Leike said he will ‘continue the superalignment mission’ with his new team at Anthropic, while a former OpenAI board member spoke about why the board tried to fire Sam Altman last year.
Jan Leike, a former OpenAI executive who co-led the company’s AI safety team, has joined rival company Anthropic to work in a similar role.
Leike was one of the leaders of OpenAI’s superalignment team, which was focused on the safety of future AI systems. But this team was dissolved after Leike and former OpenAI chief scientist Ilya Sutskever resigned from the company. OpenAI said it chose to integrate superalignment across its research efforts.
But Leike spoke out against the company shortly after resigning and claimed he had been disagreeing with OpenAI’s leadership about the company’s core priorities “for some time” and that these issues reached a “breaking point”.

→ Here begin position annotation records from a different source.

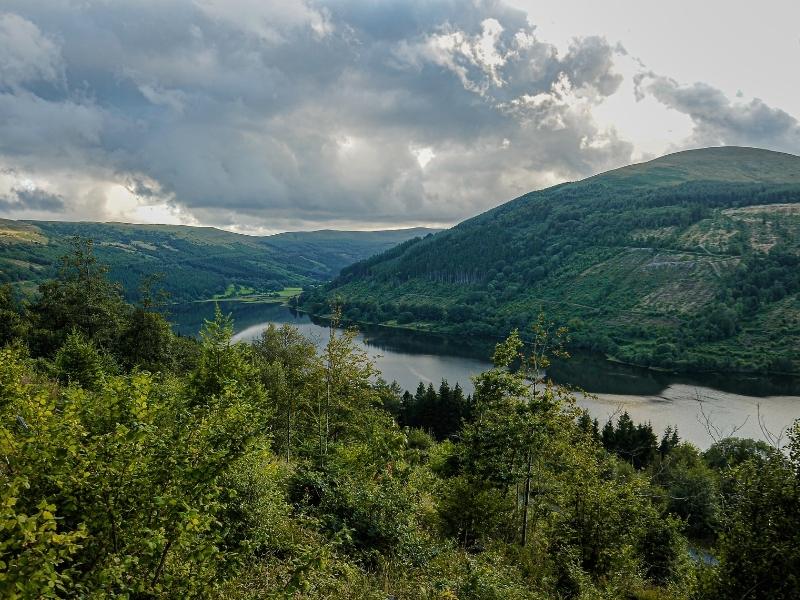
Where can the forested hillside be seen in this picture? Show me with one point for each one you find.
(690, 261)
(197, 262)
(138, 464)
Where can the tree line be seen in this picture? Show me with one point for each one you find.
(138, 464)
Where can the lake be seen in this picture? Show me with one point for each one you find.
(730, 403)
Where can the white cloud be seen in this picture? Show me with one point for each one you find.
(26, 55)
(265, 115)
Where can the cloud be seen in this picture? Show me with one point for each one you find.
(718, 120)
(22, 200)
(284, 115)
(26, 55)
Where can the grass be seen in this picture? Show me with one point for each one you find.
(246, 294)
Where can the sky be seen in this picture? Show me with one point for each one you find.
(261, 116)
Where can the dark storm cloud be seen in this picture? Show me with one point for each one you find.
(299, 112)
(31, 200)
(718, 120)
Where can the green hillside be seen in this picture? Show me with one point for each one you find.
(197, 262)
(689, 261)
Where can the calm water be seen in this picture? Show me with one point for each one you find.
(731, 403)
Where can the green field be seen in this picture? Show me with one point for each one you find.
(197, 263)
(688, 262)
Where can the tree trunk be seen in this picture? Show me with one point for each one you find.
(526, 501)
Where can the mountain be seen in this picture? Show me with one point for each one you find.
(689, 261)
(197, 262)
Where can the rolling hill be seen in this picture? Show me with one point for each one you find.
(197, 262)
(688, 262)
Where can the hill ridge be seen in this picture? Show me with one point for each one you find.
(723, 222)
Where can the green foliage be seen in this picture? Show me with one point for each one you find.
(196, 262)
(81, 299)
(228, 470)
(760, 539)
(696, 270)
(78, 361)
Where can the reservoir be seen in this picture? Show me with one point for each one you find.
(702, 406)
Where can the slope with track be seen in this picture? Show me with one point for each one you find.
(688, 261)
(197, 262)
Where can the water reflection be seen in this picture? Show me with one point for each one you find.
(732, 404)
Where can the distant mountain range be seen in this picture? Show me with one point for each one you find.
(197, 262)
(689, 261)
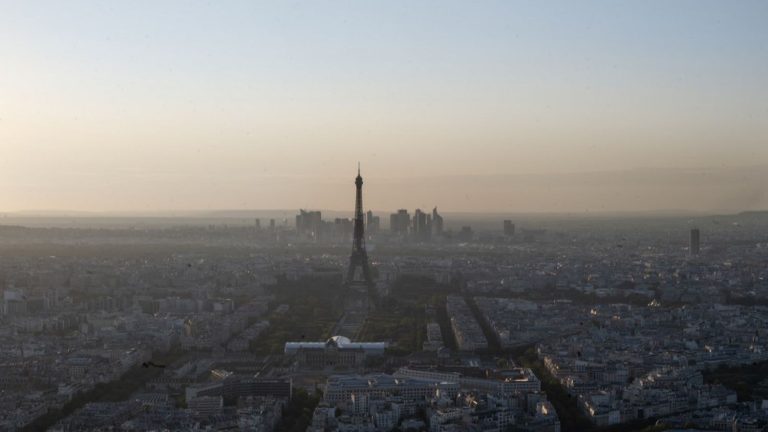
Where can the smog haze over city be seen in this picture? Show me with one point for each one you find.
(375, 216)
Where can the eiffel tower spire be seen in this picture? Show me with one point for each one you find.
(359, 256)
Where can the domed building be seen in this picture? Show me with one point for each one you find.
(337, 351)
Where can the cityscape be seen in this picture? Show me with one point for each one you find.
(621, 323)
(362, 216)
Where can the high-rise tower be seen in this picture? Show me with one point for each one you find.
(359, 257)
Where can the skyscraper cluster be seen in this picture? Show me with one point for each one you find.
(422, 227)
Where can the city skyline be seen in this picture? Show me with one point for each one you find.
(264, 106)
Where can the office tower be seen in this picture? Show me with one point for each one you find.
(437, 223)
(399, 222)
(694, 243)
(372, 223)
(308, 223)
(465, 234)
(509, 228)
(359, 257)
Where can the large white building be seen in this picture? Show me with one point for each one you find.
(337, 351)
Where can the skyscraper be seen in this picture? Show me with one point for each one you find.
(359, 257)
(509, 228)
(694, 243)
(372, 223)
(437, 223)
(399, 222)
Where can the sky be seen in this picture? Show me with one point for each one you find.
(539, 106)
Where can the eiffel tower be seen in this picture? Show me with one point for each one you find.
(359, 257)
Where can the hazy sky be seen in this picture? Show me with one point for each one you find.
(162, 105)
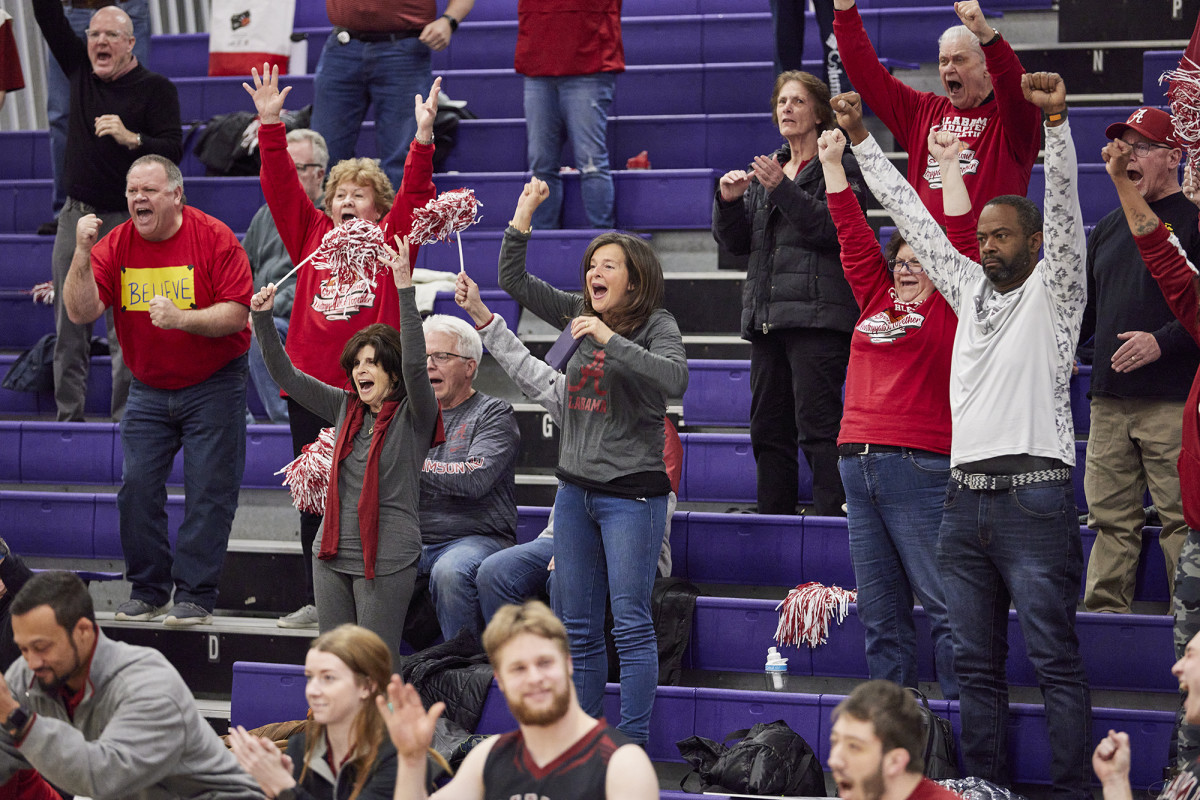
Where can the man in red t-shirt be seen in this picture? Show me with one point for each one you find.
(179, 284)
(983, 106)
(877, 745)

“I believe much more of our bandwidth should be spent getting ready for the next generations of models, on security, monitoring, preparedness, safety, adversarial robustness, (super)alignment, confidentiality, societal impact and related topics,” he said.
In a new post, Leike said he has joined Anthropic to “continue the superalignment mission”. His post also suggests Anthropic is planning to expand this team.
“My new team will work on scalable oversight, weak-to-strong generalisation and automated alignment research,” Leike said.
Yesterday (28 May), OpenAI announced the formation of a safety and security committee to evaluate and develop OpenAI’s processes and safeguards, while the company works on its next AI model.
Why did the OpenAI board go against Altman?
Meanwhile, a former board member of OpenAI – Helen Toner – has shared her version of why the board went against OpenAI CEO Sam Altman last year.
The company went through a period of turmoil when Altman was suddenly fired from his position. This didn’t last long, however, as the internal and external chaos it caused prompted the company to bring Altman back as CEO with a new board.
On The Ted AI Show podcast, Toner says the board tried to fire Altman because they had lost trust in him. Among the reasons listed, she claims the board was not informed about the release of ChatGPT in 2022 and that the board “learned about ChatGPT on Twitter”.
She also claims that Altman gave inaccurate info about OpenAI’s safety processes to the board “on multiple occasions”.